Challenged by Conservative councillor Matt Clare on what return the people of the borough would get for the £31m the council has spent on the project, Heaton said that as a non-profit organisation, there was no pressure to sell “a thousand seats for eight shows a week”.

“The council hasn’t sunk the money in that way, the money has gone into the asset – the buildings. You haven’t given me £30 million to do a bit of music and theatre, you’ve given it for buildings that you own predominantly and you still own as a council,” he said.

“The [Woolwich Works] trust does not receive ongoing revenue funding from the council, it has to wash its own face and create jobs for the community on the way.

“My personal view is that it generates a very good return if what the council wants is a vibrant arts centre that does what it has asked it do without requiring ongoing revenue funding.”

Wanting more detail on the business model, Clare said: “The people who put us in the council would be horrified if that’s all that can be provided as a return on their investment.”

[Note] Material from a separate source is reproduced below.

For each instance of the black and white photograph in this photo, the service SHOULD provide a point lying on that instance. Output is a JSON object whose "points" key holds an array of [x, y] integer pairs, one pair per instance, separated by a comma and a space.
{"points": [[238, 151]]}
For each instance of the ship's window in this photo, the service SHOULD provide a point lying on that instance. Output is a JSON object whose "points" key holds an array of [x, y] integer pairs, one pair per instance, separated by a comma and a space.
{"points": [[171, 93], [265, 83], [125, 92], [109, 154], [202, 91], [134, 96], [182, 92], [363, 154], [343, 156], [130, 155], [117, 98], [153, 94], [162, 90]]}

Heaton responded: “I’m not here to be involved in the political debate over whether the creative district is a good investment. What you are asking me and the trust to deliver without any ongoing funding, in the most challenging circumstances imaginable, I am relatively confident we are going to succeed and prevail in doing [that], smashing everyone’s expectations for it, is good value for money for a predominantly £30 million one-off capital investment.”

While before the coronavirus crisis Woolwich Works had been looking to hire its spaces out to a “buoyant” creative sector that “collapsed overnight”, now it would start out by focusing more on local communities, Heaton said.

“It will be a much more local market than it might necessarily have been – if you speak to [council tourism agency] Visit Greenwich and their partners, the assumption is that the recovery will be local first, then nationally and gradually internationally,” he said.

“It was great to have that focus … what we’re now focused on is how do we deliver locally, how do we deliver more programming and how do we create more jobs and opportunities for local people whilst also being mindful of the fact that one of the objectives was to drive the local economy by bringing footfall from other parts of London into the borough.”

As a taster for what people can expect, Protein is putting on an “outdoor promenade experience” in Woolwich from 27 July to 1 August. En Route will begin on Woolwich Common and end in the Royal Arsenal, with ticket holders invited to join performers as they walk and dance through the streets. Tickets go on sale on Monday.